Stay Hungry. Stay Foolish.

A blog by Leon Oudejans

Secular stagnation and change triggers

Some time ago, the FT reported that the US growth rate is still far behind its long term average (see: link 1link 2link 3). European growth rates – if any – are a fraction of the US rate. To explain rich countries’ poor growth, some economists (most notably Larry Summers, a former American Treasury secretary), suggest that they are stuck in “secular stagnation”. Secular stagnation is a condition of negligible or no economic growth in a market-based economy.

Secular-stagnation theory originated with Alvin Hansen, a Keynesian economist, in the 1930s. Countries suffering from the stagnation bug are burdened with too much saving and too little investment. Hansen reckoned the slumping economies of the 1930s were doomed to stagnation by poor growth prospects, a product of slowing innovation and ageing populations. Mr Summers’s diagnosis is not all that different. (Source: The Economist)

In general, many countries face the following issues:

– governments facing massive debts and agreed-upon austerity;

– consumers facing unemployment, reduced spending and increased savings (buffers);

– companies introducing robotics and replacing human labour;

– a population still expanding but with low birth rates and an increased ageing (mushroom);

– natural resources are depleting and thus prices increasing (scarcity);

– technological developments seem to accelerate leading to a 3 era Technological Revolution;

– climate changes may cause new migration patterns for companies and people;

– money, its lack (debts) or abundance (cash), may cause a shift in the Rise and Fall of Nations

In the absence of government spending (high debt, agreed-upon austerity) and/or consumer spending (lack of income, increasing unemployment), secular stagnation is likely to stay around for years. The impact of robotics on future employment could cause continued secular stagnation (or worse). Balancing future expenditure to future income – for governments and consumers – would imply a decrease in our standards of living. Our current standards of living are based on borrowed money (i.e., government and consumer debt) that needs to be repaid. In this scenario my children’s future will look very different than my parents (or even mine).
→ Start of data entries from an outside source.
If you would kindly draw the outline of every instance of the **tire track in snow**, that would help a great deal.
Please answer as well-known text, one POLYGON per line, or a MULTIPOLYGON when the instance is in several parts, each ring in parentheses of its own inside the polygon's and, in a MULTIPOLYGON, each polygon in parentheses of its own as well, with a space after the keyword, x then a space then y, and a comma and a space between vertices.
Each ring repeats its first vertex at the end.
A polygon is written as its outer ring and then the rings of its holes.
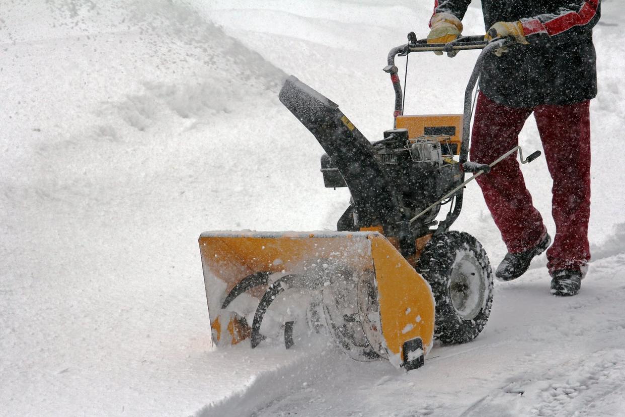
POLYGON ((521 373, 461 416, 625 413, 625 350, 600 350, 546 372, 521 373))

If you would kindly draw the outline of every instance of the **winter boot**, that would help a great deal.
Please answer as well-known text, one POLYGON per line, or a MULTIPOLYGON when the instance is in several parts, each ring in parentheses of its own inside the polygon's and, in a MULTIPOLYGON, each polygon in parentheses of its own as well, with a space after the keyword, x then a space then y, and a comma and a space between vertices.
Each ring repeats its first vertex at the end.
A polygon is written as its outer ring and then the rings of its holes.
POLYGON ((560 296, 576 295, 579 292, 583 274, 574 269, 558 269, 551 276, 551 294, 560 296))
POLYGON ((548 233, 534 248, 524 252, 506 254, 499 266, 497 267, 495 276, 500 281, 512 281, 525 273, 529 268, 532 259, 539 255, 549 248, 551 243, 551 236, 548 233))

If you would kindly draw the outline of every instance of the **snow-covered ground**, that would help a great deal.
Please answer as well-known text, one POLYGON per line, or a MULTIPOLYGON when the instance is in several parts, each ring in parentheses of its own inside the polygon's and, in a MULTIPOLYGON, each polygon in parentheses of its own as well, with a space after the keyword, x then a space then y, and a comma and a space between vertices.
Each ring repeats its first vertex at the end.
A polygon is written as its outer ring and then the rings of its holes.
MULTIPOLYGON (((496 283, 478 339, 408 373, 332 350, 211 347, 199 233, 332 229, 348 199, 322 187, 322 151, 278 101, 281 80, 379 139, 386 54, 427 34, 430 3, 2 0, 0 414, 625 415, 619 0, 595 30, 579 295, 552 297, 541 258, 496 283)), ((477 5, 464 21, 484 30, 477 5)), ((459 112, 474 58, 411 57, 408 111, 459 112)), ((531 120, 521 142, 540 148, 531 120)), ((552 233, 544 159, 524 172, 552 233)), ((466 195, 454 226, 496 264, 499 233, 477 186, 466 195)))

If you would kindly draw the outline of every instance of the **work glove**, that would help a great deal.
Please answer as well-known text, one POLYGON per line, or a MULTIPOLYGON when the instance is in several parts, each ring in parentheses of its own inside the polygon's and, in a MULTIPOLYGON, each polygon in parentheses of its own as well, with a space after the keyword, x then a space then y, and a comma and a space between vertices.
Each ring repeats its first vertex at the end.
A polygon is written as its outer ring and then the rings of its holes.
MULTIPOLYGON (((460 36, 462 23, 451 13, 436 13, 430 19, 430 29, 428 43, 448 43, 460 36)), ((434 53, 442 55, 442 51, 434 53)))
MULTIPOLYGON (((491 26, 491 28, 486 32, 484 36, 484 41, 490 42, 496 38, 512 38, 517 43, 528 45, 529 44, 525 39, 525 34, 523 32, 523 25, 521 21, 516 22, 497 22, 491 26)), ((495 50, 494 54, 497 56, 501 56, 503 54, 508 51, 507 48, 500 48, 495 50)))

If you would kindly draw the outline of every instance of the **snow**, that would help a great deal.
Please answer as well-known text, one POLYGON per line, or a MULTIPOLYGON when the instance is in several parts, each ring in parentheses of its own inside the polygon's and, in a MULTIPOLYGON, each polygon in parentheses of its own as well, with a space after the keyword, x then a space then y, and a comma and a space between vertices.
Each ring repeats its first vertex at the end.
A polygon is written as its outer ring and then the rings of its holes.
MULTIPOLYGON (((409 373, 322 343, 211 346, 199 234, 332 229, 349 199, 322 187, 322 151, 278 101, 281 81, 381 139, 386 54, 426 34, 429 3, 3 0, 0 414, 625 414, 616 0, 594 33, 593 261, 579 296, 549 294, 543 256, 496 283, 474 342, 435 346, 409 373)), ((483 31, 478 5, 464 23, 483 31)), ((475 56, 411 56, 408 110, 460 111, 475 56)), ((540 149, 532 119, 521 139, 540 149)), ((544 159, 522 169, 552 233, 544 159)), ((477 186, 465 195, 454 226, 496 265, 499 232, 477 186)))

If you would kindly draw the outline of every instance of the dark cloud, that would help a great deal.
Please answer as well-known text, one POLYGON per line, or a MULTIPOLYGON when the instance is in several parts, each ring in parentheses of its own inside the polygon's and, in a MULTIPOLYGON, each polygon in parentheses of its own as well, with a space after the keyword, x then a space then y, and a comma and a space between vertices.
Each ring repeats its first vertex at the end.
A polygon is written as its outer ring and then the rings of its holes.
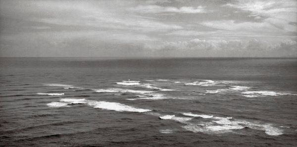
POLYGON ((0 0, 1 56, 297 56, 297 2, 0 0))

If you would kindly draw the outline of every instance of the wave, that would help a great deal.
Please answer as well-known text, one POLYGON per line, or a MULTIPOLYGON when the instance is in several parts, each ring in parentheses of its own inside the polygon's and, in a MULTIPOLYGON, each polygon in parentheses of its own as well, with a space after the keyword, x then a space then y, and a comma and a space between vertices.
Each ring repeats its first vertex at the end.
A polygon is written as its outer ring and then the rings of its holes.
POLYGON ((51 107, 70 107, 70 106, 67 104, 68 103, 67 103, 53 101, 48 103, 47 105, 51 107))
POLYGON ((176 82, 174 82, 174 83, 187 83, 187 82, 176 81, 176 82))
POLYGON ((155 93, 156 92, 153 91, 138 91, 133 90, 129 89, 122 89, 119 88, 112 88, 107 89, 99 89, 99 90, 94 90, 97 93, 137 93, 137 94, 149 94, 155 93))
POLYGON ((158 99, 167 99, 168 98, 164 97, 163 95, 162 94, 154 94, 154 95, 150 95, 147 96, 137 96, 137 97, 139 97, 139 98, 127 98, 127 100, 134 100, 137 99, 152 99, 152 100, 158 100, 158 99))
POLYGON ((224 92, 224 91, 226 91, 225 89, 218 89, 218 90, 215 90, 215 91, 208 91, 208 90, 207 90, 206 92, 205 92, 205 93, 206 93, 206 94, 216 94, 217 93, 221 92, 224 92))
POLYGON ((282 130, 273 127, 270 124, 257 124, 245 120, 234 120, 232 117, 214 117, 214 120, 210 122, 204 122, 199 124, 188 123, 182 127, 194 133, 223 133, 229 132, 232 130, 242 129, 248 127, 253 129, 265 131, 271 136, 277 136, 283 134, 282 130))
POLYGON ((45 86, 56 86, 56 87, 73 87, 72 85, 65 85, 65 84, 44 84, 45 86))
POLYGON ((117 89, 99 89, 94 90, 97 93, 117 93, 120 91, 117 89))
POLYGON ((292 95, 297 96, 289 93, 276 93, 271 91, 247 91, 241 93, 243 96, 249 98, 258 97, 260 96, 277 96, 278 95, 292 95))
POLYGON ((232 86, 229 89, 234 91, 247 91, 250 88, 247 86, 232 86))
POLYGON ((198 85, 201 86, 213 86, 218 83, 218 81, 213 81, 210 80, 203 80, 200 81, 194 82, 192 83, 185 83, 185 85, 198 85))
POLYGON ((122 82, 116 82, 116 83, 118 85, 140 85, 139 83, 140 81, 122 81, 122 82))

The above scenario assumes a ceteris paribus condition which is not realistic. The above scenario could be changed by two major events, being a huge scientific breakthrough or total chaos (e.g., natural disaster, war). A natural disaster would include climate changes (e.g., draught, flooding), or an earthquake, meteorite, volcano eruption. Both major events do not seem farfetched though.

Yet, my bet is on an immense scientific breakthrough considering the incredible acceleration of the Technological Revolution (1800 – present) since personal computers (1977) were introduced. I still have my Commodore 64 which is a baby toy compared to my recently acquired iPad Air.

In my view, an immense scientific breakthrough could well relate to our natural resources and quite possibly the replacement of fossil energy by a new power source (e.g., nuclear fusion). The most illustrative example of nuclear fusion is our Sun which generates its energy by nuclear fusion of hydrogen nuclei into helium. Such an immense scientific breakthrough would focus the world for decades on its useful applications.

It is always wise to look ahead, but difficult to look further than you can see (Winston Churchill).

The best thing about the future is that it comes one day at a time (Abraham Lincoln).